Il lago delle oche selvatiche – Negli abissi di Wuhan
Un uomo si rivela a noi attraverso una soggettiva che mostra la sua mano: nocche insanguinate ed un tatuaggio raffigurante un colombo, l’animale sacrificale per eccellenza. Quest’uomo è Zhou (Hu Ge), un criminale in fuga, un guerriero della notte che non riuscirà più a tornare a casa. Il suo futuro è segnato: condannato a morte da parte dello Stato a causa dell’accidentale omicidio di un poliziotto e ricercato dai suoi “ex colleghi” criminali per via di una faida. Su di lui pende una taglia di 300 mila yuan. La sua compagna di viaggio è una prostituta di nome Liu (Gwei Lun-mei), grazie alla quale il protagonista riuscirà effettivamente a consegnare a sua moglie la somma della taglia che ricade sulla sua testa, ricongiungendosi (immaterialmente) con la sua sposa. Questa è la storia narrata nell’ultima impresa cinematografica di Yinan Diao, Il lago delle oche selvatiche, presentato in concorso per la Palma d’Oro alla 72ª edizione del Festival di Cannes.

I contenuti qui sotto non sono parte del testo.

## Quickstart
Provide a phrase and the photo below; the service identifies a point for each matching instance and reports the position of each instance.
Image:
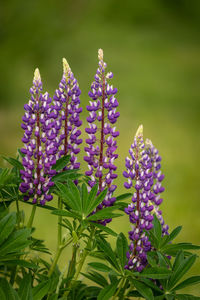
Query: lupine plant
(84, 202)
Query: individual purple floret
(37, 161)
(102, 134)
(66, 111)
(157, 187)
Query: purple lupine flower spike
(36, 180)
(139, 176)
(66, 109)
(102, 132)
(157, 187)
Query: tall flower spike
(139, 176)
(101, 134)
(37, 163)
(157, 187)
(66, 111)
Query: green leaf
(105, 213)
(61, 163)
(172, 235)
(108, 252)
(65, 213)
(99, 267)
(124, 196)
(84, 197)
(145, 291)
(189, 281)
(107, 292)
(40, 290)
(96, 277)
(178, 273)
(14, 162)
(22, 263)
(16, 241)
(25, 291)
(105, 228)
(122, 248)
(65, 175)
(186, 297)
(66, 195)
(7, 225)
(151, 257)
(96, 201)
(156, 273)
(92, 194)
(6, 291)
(157, 229)
(76, 195)
(178, 260)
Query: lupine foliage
(47, 168)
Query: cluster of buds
(37, 162)
(143, 174)
(66, 108)
(102, 145)
(51, 130)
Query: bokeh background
(153, 49)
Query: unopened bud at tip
(149, 143)
(37, 76)
(100, 54)
(66, 66)
(139, 132)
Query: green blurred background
(153, 49)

Il regista e sceneggiatore Yinan Diao, dopo l’enorme successo di critica di Fuochi d’artificio in pieno giorno, – Orso d’oro e Orso d’argento per il miglior attore al Festival di Berlino -, ci regala una pellicola il cui manierismo, mai portato all’estremo od all’autocelebrazione, funge da arma perfetta per portare a compimento una ribellione contro la frenesia delle logiche dominanti di narrazione. La stessa frenesia che permea una gargantuesca metropoli in perpetuo movimento. Durante la visione ci si abbandona all’immagine (e al tempo) come ipnotizzati, e man mano che si prosegue si scivola sempre più dentro l’abisso, man mano proviamo ad immedesimarci e ad immergerci in questa città-lago che ci respinge – le sue figure sembrano manichini, che imbastiscono perfetti giochi d’ombra.

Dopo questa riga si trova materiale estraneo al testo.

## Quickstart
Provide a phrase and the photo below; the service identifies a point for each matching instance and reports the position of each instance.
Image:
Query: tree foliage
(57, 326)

La realtà che ci viene mostrata è ambientata completamente nella – tristemente famosa – città di Wuhan, che si presenta a noi come un lago fatto di sangue, di pioggia, di sperma, dove tecnologia più avanzata e decadenza coesistono. Al suo interno pullulano forme di vita: la fauna periferica di una metropoli dai nervi tesi, in procinto di esplodere. È la storia di una realtà borderline, fatta di ciò che sta ai margini, popolata esclusivamente da microcriminali, triadi, prostitute, sottoproletari di ogni genere. Sin da subito ci viene mostrato il fondo, pressoché dal principio assistiamo ad una ricerca spasmodica del sottosuolo, – dall’entrata all’albergo, sino al sudicio ristorante (che ricorda la bettola di Milo della trilogia Pusher (N.W. Refn), dove il nostro anti-eroe assaporerà l’ultima ciotola bollente di spaghetti prima di morire. Ancora, ecco l’ossessione per l’abisso, perché inevitabilmente e solamente nell’abisso è permesso riscoprire l’oggetto paradossale, che ci viene costantemente negato: la luce.

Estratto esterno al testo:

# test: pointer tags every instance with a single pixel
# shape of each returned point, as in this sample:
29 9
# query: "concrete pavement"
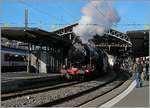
139 97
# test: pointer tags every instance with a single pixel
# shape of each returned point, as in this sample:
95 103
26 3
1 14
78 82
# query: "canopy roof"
34 36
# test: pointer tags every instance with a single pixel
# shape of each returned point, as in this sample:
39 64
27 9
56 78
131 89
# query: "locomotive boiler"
85 60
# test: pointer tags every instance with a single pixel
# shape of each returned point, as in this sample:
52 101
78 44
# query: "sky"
50 15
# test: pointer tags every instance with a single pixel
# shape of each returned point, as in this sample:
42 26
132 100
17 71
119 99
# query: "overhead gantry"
113 41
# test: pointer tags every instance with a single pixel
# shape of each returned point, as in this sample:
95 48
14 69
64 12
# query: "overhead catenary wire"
39 10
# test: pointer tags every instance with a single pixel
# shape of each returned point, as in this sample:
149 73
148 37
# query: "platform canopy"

Non è un caso che solamente nel finale ci venga mostrata una luce quanto più vicina possibile a quella solare, raggiante e non diafana. Alla fine non si tratta più di una luce-neon che sovente, più che illuminare l’immagine, la confonde, la sporca – come durante l’omicidio del poliziotto. In tutto il film assistiamo infatti ad un’accattivante illuminazione che deve molto all’estetica del sopracitato Refn, figlio illegittimo del primo Bava espressionista. Questa è accompagnata sovente ad un battere insistente della pioggia che contribuisce talvolta allo straniamento, talvolta all’ipnosi, rendendo sempre più flebili le parole pronunciate. La luce è percepibile, appunto, solo al fondo (o sul fondale), una luce liberatoria che demolisce una costruzione di un film pienamente buio. Una luminosità che non ci disturba più, che percepiamo come un sigillo, un timbro celeste su una promessa mantenuta: uno scambio, un ri-avvicinamento, un bagliore di uno sguardo talmente celere da sembrare impercettibile.